I don't think there is anything left from DBAs at the moment. Please create a subticket for each drift and we will take care of it.

The new run:
(beside T356631: Column cu_log.cul_timestamp has an incorrect type and incorrectly has a default value set)

"cu_changes cuc_actiontext field-mismatch-prod-extra": {
    "s1": [
        "db1163:enwiki"
    ],
    "s4": [
        "db1160:commonswiki",
        "db1160:testcommonswiki"
    ],
    "s8": [
        "db1193:wikidatawiki"
    ]
},
"cu_changes cuc_agent_id field-mismatch-codebase-extra": {
    "s8": [
        "db1178:wikidatawiki"
    ]
},
"cu_changes cuc_only_for_read_old field-mismatch-prod-extra": {
    "s1": [
        "db1163:enwiki"
    ],
    "s4": [
        "db1160:commonswiki",
        "db1160:testcommonswiki"
    ],
    "s8": [
        "db1193:wikidatawiki"
    ]
},
"cu_changes cuc_private field-mismatch-prod-extra": {
    "s1": [
        "db1163:enwiki"
    ],
    "s4": [
        "db1160:commonswiki",
        "db1160:testcommonswiki"
    ],
    "s8": [
        "db1193:wikidatawiki"
    ]
},
"cu_log_event cule_agent_id field-mismatch-codebase-extra": {
    "s8": [
        "db1178:wikidatawiki"
    ]
},
"cu_private_event cupe_agent_id field-mismatch-codebase-extra": {
    "s8": [
        "db1178:wikidatawiki"
    ]
}

Checked eqiad only for now.

Fixed eqiad ones (except T370903 on masters). Now running the script on codfw.

Ladsgroup claimed this task.
Ladsgroup edited projects, added DBA; removed Data-Persistence (work done).
Ladsgroup moved this task from Triage to Done on the DBA board.

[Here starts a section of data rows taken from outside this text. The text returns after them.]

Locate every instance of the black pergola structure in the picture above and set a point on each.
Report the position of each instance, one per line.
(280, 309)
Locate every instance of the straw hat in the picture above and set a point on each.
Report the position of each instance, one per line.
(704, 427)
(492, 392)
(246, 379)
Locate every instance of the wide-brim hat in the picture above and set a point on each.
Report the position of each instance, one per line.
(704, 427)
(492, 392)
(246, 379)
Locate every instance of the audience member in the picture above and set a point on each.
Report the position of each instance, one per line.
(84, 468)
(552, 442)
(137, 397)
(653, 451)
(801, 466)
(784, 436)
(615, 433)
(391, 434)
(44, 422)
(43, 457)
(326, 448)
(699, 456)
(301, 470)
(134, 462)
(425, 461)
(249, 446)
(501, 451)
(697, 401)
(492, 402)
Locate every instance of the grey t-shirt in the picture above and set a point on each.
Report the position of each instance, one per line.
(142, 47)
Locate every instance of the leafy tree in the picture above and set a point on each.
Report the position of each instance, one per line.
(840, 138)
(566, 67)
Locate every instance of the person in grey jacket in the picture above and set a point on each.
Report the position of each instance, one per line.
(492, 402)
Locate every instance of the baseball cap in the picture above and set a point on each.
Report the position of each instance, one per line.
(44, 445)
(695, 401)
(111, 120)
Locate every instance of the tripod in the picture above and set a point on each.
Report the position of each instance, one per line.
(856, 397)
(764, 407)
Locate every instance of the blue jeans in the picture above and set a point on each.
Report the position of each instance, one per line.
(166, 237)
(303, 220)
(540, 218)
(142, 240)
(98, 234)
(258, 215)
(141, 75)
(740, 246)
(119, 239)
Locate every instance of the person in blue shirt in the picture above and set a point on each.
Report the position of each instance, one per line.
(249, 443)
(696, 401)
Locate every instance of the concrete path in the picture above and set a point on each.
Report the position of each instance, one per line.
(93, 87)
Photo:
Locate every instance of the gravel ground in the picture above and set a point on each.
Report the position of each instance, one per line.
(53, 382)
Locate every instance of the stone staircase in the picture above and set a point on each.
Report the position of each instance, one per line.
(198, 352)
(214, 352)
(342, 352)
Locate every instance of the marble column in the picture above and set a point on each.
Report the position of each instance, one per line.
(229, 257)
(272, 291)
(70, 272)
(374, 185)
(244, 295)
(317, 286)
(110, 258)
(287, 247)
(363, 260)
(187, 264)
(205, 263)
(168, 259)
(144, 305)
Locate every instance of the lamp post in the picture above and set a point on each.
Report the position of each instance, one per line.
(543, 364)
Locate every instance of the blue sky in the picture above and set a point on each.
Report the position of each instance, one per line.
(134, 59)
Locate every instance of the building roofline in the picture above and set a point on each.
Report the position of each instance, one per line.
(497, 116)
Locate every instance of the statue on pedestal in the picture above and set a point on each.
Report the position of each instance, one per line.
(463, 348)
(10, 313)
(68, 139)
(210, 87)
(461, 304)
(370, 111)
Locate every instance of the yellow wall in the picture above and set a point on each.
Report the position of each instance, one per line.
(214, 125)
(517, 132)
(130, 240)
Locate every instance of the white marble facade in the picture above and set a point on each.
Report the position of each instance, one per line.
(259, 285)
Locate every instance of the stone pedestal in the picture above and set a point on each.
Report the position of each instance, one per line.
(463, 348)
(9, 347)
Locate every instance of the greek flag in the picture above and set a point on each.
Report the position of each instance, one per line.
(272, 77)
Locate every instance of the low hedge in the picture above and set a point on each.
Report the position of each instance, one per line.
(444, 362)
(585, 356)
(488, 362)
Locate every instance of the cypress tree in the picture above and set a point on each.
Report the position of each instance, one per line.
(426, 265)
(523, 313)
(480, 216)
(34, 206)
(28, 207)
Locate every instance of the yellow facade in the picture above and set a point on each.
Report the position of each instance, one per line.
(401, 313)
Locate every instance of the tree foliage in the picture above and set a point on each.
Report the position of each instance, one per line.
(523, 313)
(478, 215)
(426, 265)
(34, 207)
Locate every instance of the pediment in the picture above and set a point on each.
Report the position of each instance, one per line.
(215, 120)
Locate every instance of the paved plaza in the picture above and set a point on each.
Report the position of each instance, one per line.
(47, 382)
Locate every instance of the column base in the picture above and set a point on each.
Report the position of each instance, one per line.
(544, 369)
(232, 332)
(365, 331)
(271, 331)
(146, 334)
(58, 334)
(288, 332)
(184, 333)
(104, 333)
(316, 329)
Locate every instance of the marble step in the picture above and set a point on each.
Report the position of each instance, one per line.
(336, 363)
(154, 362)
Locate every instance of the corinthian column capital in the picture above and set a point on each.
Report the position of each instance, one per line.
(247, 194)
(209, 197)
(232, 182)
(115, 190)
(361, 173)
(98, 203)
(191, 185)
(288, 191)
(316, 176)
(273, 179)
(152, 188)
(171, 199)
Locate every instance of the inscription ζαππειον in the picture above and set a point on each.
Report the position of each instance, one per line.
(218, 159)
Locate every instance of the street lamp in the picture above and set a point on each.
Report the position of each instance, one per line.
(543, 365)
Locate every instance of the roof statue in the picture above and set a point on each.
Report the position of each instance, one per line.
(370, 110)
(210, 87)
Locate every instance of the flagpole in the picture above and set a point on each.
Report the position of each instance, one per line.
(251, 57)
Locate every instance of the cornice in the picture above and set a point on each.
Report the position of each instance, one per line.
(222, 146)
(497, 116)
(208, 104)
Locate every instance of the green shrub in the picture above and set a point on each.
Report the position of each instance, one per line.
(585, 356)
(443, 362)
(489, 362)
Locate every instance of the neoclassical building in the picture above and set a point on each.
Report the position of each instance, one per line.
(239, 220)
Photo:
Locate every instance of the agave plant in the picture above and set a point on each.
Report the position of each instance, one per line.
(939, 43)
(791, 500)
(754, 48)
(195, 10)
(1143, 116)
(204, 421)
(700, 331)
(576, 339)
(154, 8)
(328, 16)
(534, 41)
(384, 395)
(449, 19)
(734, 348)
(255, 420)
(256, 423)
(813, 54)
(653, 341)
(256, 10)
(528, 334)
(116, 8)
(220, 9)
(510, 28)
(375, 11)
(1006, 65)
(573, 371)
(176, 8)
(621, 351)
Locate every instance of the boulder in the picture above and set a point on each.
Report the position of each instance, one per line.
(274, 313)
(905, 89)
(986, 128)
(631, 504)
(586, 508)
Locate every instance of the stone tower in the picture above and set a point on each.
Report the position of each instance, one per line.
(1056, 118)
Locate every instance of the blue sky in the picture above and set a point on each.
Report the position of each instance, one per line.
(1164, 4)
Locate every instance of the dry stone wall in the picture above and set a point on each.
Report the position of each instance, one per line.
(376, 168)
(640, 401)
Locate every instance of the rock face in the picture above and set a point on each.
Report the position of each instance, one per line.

Thanks for finishing up work on this!

@Ladsgroup, out of interest I was checking the wiki DBs to see the changes and I've found another mismatch on db2219 for testcommonswiki:

MariaDB [testcommonswiki]> show create table cu_changes\G
*************************** 1. row ***************************
       Table: cu_changes
Create Table: CREATE TABLE `cu_changes` (
  ...
  `cuc_timestamp` binary(14) NOT NULL DEFAULT '\0\0\0\0\0\0\0\0\0\0\0\0\0\0',
  ...
) ...
1 row in set (0.000 sec)

It seems that there is a default where there is not supposed to be one. I don't think it's particularly a big concern, but wanted to flag it.

I think we don't check for default value for now. That's why. We probably need to start a round of "less important" drifts in a year or so once we are done with more important ones in all extensions.